# java.lang.LinkageError: loader constraints violation.



## Grasstampfer (17. Okt 2008)

Hi,

ich hoffe ihr koennt mir hier vielleicht helfen.

ich habe ein war file dass ich auf einem jboss deploy.

wenn ich es deploy erhalte ich 

java.lang.LinkageError: loader constraints violated when linking javax/activation/DataHandler class
at com.sun.xml.ws.message.AttachmentUnmarshallerImpl.<clinit>(AttachmentUnmarshallerImpl.java:55)
at com.sun.xml.ws.client.sei.ResponseBuilder$DocLit.readResponse(ResponseBuilder.java:499)
at com.sun.xml.ws.client.sei.SyncMethodHandler.invoke(SyncMethodHandler.java:238)
at com.sun.xml.ws.client.sei.SyncMethodHandler.invoke(SyncMethodHandler.java:206)
at com.sun.xml.ws.client.sei.SEIStub.invoke(SEIStub.java:103)
at $Proxy147.getUPIForAccession(Unknown Source)

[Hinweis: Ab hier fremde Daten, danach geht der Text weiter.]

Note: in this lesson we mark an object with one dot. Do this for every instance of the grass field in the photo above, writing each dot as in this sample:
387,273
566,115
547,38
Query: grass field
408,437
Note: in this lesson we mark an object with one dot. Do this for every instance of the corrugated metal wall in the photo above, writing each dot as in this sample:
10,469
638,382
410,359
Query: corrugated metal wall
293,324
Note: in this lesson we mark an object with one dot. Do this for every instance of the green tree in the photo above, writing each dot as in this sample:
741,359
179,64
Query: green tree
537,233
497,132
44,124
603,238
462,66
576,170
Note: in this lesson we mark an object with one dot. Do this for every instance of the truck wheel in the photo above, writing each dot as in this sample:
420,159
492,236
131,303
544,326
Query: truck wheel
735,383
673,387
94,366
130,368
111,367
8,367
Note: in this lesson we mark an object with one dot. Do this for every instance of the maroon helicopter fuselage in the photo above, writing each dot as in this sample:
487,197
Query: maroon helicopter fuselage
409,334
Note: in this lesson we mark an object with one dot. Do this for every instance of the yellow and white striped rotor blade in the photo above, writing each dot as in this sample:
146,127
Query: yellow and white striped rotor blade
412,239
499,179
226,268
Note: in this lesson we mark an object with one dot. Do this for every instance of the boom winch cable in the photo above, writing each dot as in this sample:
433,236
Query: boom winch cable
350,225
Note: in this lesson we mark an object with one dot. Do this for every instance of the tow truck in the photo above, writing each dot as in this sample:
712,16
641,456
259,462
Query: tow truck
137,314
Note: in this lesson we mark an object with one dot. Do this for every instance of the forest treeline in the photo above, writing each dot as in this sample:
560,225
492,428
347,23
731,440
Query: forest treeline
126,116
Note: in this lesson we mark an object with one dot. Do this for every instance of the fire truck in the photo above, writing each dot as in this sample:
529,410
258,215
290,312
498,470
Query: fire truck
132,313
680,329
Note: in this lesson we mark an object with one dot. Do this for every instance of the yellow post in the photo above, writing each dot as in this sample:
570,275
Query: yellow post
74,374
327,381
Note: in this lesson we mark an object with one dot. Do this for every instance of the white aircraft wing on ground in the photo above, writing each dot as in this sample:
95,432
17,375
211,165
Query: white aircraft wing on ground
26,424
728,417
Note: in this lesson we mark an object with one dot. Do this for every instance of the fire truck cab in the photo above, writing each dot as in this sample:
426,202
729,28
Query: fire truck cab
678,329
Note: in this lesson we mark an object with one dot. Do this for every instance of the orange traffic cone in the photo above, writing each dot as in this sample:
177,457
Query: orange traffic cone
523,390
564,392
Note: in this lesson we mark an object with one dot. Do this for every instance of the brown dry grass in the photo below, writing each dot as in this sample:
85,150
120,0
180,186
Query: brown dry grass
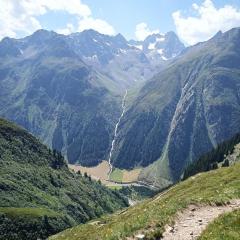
131,176
98,172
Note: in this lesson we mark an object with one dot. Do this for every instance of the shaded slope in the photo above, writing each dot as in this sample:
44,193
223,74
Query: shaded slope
48,89
34,177
150,217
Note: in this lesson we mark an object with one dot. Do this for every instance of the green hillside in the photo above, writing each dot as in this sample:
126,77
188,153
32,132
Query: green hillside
226,226
182,112
222,155
150,217
39,195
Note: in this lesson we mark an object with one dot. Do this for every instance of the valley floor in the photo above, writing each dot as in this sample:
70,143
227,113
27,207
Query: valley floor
117,178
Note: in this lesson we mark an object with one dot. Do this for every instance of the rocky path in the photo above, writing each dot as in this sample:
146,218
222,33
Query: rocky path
190,223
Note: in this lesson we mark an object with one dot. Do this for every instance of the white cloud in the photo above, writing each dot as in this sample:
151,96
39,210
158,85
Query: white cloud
209,21
67,30
142,31
96,24
20,16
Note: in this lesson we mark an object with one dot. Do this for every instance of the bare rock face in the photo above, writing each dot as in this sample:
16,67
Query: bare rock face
184,111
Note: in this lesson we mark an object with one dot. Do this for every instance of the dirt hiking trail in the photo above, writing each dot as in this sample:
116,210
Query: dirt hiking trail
190,223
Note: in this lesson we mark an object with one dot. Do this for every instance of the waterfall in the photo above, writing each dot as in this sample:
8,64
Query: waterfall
115,133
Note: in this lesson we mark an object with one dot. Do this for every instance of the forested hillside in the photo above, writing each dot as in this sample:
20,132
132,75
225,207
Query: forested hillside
212,159
39,195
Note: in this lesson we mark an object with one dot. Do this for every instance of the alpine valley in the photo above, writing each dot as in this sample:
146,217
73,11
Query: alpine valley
152,105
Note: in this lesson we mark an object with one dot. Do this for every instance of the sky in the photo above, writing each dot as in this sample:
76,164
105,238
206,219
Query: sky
193,21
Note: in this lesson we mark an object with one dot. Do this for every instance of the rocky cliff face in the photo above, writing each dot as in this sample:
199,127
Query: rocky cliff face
183,111
48,89
67,89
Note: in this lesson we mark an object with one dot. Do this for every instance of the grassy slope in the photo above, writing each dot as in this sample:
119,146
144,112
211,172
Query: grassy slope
206,188
35,184
226,226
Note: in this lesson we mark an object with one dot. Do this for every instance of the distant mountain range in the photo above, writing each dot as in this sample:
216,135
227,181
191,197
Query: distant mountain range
183,111
68,91
39,195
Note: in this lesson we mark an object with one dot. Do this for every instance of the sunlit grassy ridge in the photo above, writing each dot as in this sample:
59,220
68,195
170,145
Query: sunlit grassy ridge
217,186
226,226
39,195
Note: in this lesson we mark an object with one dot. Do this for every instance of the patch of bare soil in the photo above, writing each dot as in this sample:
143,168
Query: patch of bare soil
190,223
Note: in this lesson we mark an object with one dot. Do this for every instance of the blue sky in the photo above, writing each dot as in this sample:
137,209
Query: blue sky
193,21
124,15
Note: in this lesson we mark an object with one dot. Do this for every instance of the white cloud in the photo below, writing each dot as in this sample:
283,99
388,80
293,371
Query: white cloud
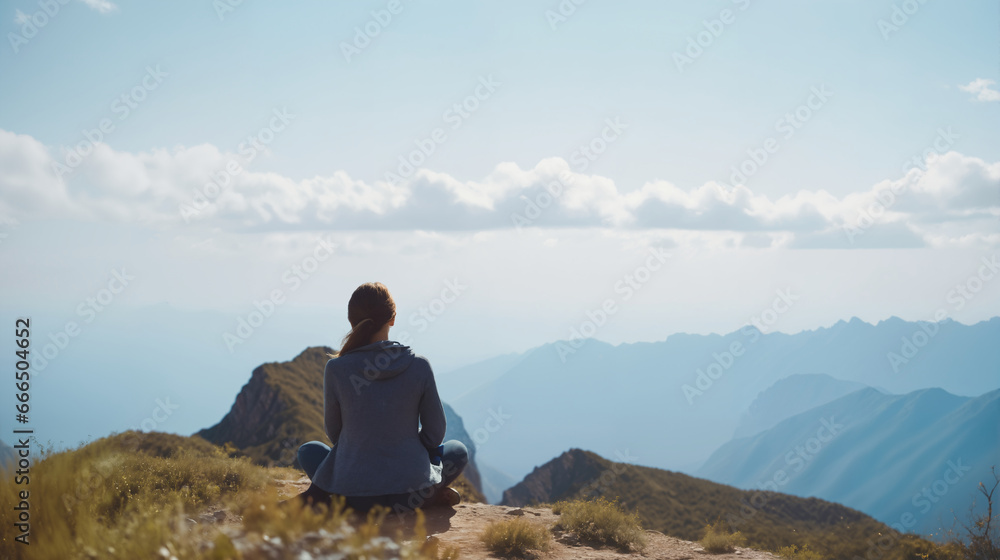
981,88
955,197
102,6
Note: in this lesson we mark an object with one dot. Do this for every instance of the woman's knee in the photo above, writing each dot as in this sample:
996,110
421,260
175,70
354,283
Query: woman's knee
456,456
311,454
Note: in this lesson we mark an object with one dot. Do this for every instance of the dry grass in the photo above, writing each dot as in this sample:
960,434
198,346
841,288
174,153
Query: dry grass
795,553
130,496
601,522
516,538
718,540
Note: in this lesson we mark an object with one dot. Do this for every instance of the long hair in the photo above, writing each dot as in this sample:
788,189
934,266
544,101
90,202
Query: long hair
370,308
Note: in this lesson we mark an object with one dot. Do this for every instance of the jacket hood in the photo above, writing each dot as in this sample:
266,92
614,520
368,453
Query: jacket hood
382,360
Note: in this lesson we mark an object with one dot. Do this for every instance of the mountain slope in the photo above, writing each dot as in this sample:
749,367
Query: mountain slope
790,396
915,456
674,402
681,505
281,407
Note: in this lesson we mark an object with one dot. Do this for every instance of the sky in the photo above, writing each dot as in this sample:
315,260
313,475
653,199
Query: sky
511,171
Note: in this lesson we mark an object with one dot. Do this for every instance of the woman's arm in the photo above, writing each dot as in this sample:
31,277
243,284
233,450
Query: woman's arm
432,421
331,407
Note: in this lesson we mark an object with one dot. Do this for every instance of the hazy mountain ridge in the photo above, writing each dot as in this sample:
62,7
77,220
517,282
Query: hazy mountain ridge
643,385
788,397
680,505
281,407
886,452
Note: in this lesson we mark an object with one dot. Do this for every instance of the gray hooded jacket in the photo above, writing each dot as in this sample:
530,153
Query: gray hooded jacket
373,397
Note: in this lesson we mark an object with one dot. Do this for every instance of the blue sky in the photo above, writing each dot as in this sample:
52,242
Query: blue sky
202,80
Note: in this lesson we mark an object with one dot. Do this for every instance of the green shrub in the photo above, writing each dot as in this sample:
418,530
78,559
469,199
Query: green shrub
515,538
601,522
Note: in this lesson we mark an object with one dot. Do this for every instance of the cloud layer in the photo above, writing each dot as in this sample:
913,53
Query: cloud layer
982,89
950,199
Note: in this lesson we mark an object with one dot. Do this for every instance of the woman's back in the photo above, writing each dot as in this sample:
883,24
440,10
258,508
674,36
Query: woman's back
374,396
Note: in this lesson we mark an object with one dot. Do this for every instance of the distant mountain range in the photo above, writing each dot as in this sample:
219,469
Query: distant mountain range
790,396
917,456
673,403
680,505
281,407
7,455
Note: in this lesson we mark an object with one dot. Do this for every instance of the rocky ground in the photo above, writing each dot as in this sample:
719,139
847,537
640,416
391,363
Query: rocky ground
459,527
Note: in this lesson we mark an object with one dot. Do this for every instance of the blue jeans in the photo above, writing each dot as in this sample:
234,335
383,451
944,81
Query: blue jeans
453,461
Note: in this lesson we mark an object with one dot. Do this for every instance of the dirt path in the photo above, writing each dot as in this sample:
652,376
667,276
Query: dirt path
462,526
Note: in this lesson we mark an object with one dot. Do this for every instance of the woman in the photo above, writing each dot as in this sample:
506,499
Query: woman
375,392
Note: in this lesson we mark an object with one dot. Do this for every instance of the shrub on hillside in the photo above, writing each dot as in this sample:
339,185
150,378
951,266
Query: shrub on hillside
601,522
515,538
718,540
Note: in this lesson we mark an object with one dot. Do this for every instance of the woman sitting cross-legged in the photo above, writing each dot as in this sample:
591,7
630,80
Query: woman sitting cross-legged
375,392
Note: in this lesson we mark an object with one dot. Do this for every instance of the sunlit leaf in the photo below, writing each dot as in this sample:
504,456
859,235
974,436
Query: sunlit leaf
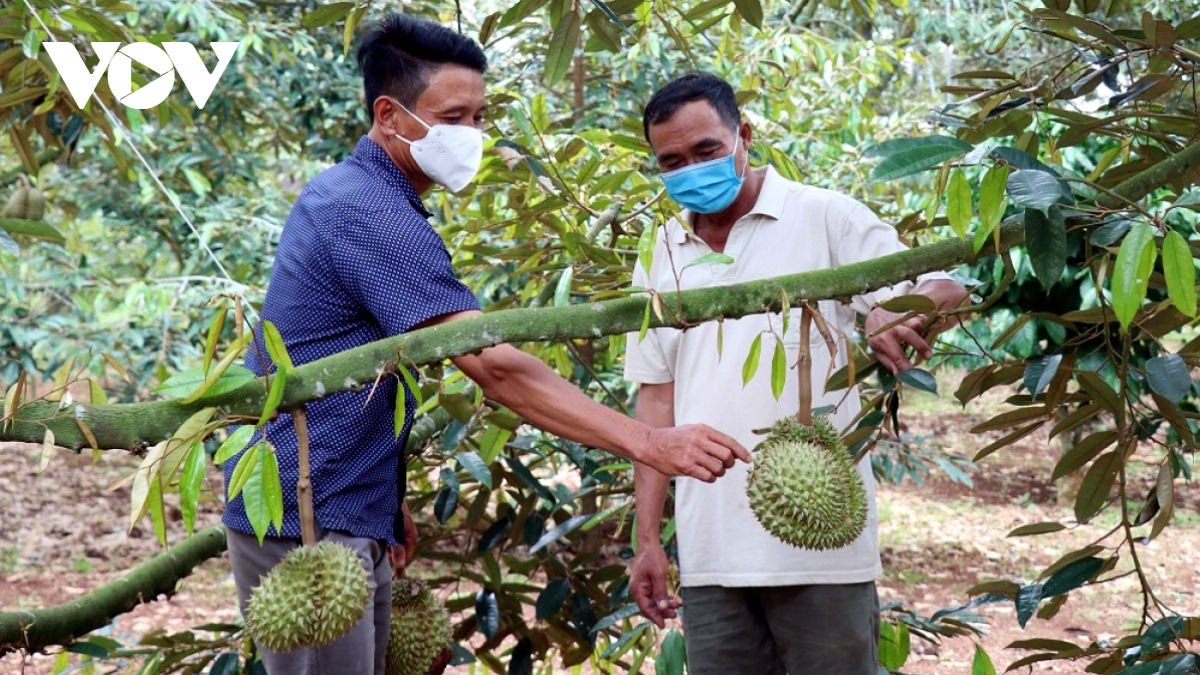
1131,275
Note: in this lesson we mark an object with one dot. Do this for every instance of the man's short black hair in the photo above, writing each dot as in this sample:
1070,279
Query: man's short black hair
693,87
399,54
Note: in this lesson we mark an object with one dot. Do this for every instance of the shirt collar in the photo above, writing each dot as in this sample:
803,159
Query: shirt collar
378,163
769,203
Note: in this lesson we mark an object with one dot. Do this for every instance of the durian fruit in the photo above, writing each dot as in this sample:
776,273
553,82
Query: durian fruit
804,489
311,598
420,628
25,202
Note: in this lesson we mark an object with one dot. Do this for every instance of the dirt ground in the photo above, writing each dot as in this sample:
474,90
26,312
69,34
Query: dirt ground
64,532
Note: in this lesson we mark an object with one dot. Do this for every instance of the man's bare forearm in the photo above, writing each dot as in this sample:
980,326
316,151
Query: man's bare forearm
655,407
529,388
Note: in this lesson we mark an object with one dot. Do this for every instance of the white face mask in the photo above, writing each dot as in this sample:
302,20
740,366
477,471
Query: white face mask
449,154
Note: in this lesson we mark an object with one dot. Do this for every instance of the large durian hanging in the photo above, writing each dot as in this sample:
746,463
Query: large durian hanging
803,487
420,628
311,598
25,202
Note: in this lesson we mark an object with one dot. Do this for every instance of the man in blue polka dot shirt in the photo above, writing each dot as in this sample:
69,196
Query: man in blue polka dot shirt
358,261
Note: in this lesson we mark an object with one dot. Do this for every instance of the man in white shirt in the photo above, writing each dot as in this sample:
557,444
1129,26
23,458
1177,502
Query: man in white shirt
753,603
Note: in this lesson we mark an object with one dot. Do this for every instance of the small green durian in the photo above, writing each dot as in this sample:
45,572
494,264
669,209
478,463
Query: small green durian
804,489
311,598
420,628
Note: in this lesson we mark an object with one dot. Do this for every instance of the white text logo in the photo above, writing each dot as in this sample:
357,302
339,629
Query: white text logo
118,60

im netz gesuche findet man, dass es daran liegen kann, dass das activation.jar doppelt vorkommt. was es in meinem fall auch tut. der Jboss hat  seins und ich eins im WEB-INF/lib. Entferne ich doch meins, so erhalte ich 

java.lang.NoClassDefFoundError: javax/activation/DataHandler

also wird das von mir doch gebraucht ?!
jboss ist in der version 4.2.3

hat jemand eine idee ?

DANKE


----------



## Wildcard (17. Okt 2008)

Ist eigentlich immer ein ClassLoader Problem. Versuch mal eine akutellere Version des Artifacts.


----------



## FArt (17. Okt 2008)

Wie ist das WAR bzgl. ClassLoader konfiguriert?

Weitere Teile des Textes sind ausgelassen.